Vejo riscos maiores para o Corinthians. Explico. O Palmeiras por ora tem só o Paulistão como compromisso oficial. Só por muita zebra não passará pela fase de grupos. Vanderlei Luxemburgo até pode usar a Florida Cup como laboratório. Já Thiago Nunes tem desafios maiores. O primeiro é o de montar a equipe-base, com quem vem de 2019 e com os que estão chegando. Não custa lembrar que ele mesmo é novo de casa, chegou com expectativa e com responsabilidade de mostrar serviço.
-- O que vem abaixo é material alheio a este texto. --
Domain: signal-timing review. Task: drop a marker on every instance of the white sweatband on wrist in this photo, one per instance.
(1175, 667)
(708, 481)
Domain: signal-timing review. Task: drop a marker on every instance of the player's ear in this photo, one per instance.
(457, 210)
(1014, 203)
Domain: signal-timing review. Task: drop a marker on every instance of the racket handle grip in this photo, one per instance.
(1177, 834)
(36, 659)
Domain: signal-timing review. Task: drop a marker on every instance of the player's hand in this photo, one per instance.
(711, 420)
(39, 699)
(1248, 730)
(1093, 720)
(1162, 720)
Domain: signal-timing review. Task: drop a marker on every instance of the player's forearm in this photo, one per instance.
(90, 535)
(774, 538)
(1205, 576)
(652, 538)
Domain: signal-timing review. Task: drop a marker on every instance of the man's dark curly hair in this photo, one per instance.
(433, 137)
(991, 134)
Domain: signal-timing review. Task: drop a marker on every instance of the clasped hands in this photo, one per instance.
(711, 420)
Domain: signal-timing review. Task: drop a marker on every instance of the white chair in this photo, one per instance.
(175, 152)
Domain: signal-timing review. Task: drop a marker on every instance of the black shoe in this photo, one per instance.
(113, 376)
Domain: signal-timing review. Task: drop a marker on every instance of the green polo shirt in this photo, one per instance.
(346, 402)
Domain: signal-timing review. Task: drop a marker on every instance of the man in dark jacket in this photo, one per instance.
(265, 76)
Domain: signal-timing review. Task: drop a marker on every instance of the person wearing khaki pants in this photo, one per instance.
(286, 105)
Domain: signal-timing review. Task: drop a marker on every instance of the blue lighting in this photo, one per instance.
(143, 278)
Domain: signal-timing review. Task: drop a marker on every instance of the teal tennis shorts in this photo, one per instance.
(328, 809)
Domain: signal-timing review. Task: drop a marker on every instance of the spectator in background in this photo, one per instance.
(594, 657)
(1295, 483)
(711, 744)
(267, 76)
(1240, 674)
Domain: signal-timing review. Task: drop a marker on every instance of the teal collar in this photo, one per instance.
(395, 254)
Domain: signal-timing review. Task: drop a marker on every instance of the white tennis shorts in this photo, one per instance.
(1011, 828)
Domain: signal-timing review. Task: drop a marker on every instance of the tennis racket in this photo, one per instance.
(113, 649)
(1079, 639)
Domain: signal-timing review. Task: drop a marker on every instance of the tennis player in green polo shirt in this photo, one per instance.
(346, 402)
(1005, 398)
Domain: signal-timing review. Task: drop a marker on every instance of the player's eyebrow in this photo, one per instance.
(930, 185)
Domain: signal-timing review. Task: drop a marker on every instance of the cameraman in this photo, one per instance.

E o serviço mais árduo é o de armar time para disputar as etapas preliminares da Libertadores. Imagine se não obtiver vaga, o prejuízo técnico, moral e econômico? Taí o São Paulo para despertar o alerta. No ano passado, a turma tricolor embarcou para a Florida Cup crua, crua. Não fez grande coisa por lá, perdeu bem uns quatro dias de treinos e levou pancada na Libertadores. Por um punhado de dólares?!
Bem, o Corinthians terá mais tempo do que o São Paulo na ocasião, porque estreia em fevereiro. Meia-verdade. Os corintianos terão clássicos com Santos (antes) e São Paulo depois dos jogos da primeira fase de qualificação na Libertadores. Não sou contra a presença de brasileiros nessas manifestações. Só considero que os dirigentes precisam ser cautelosos ao receberem convites. Deveriam pedir cláusula no contrato que lhes permitisse desistir, ou enviar time reserva, se estivesse em jogo vaga na Libertadores.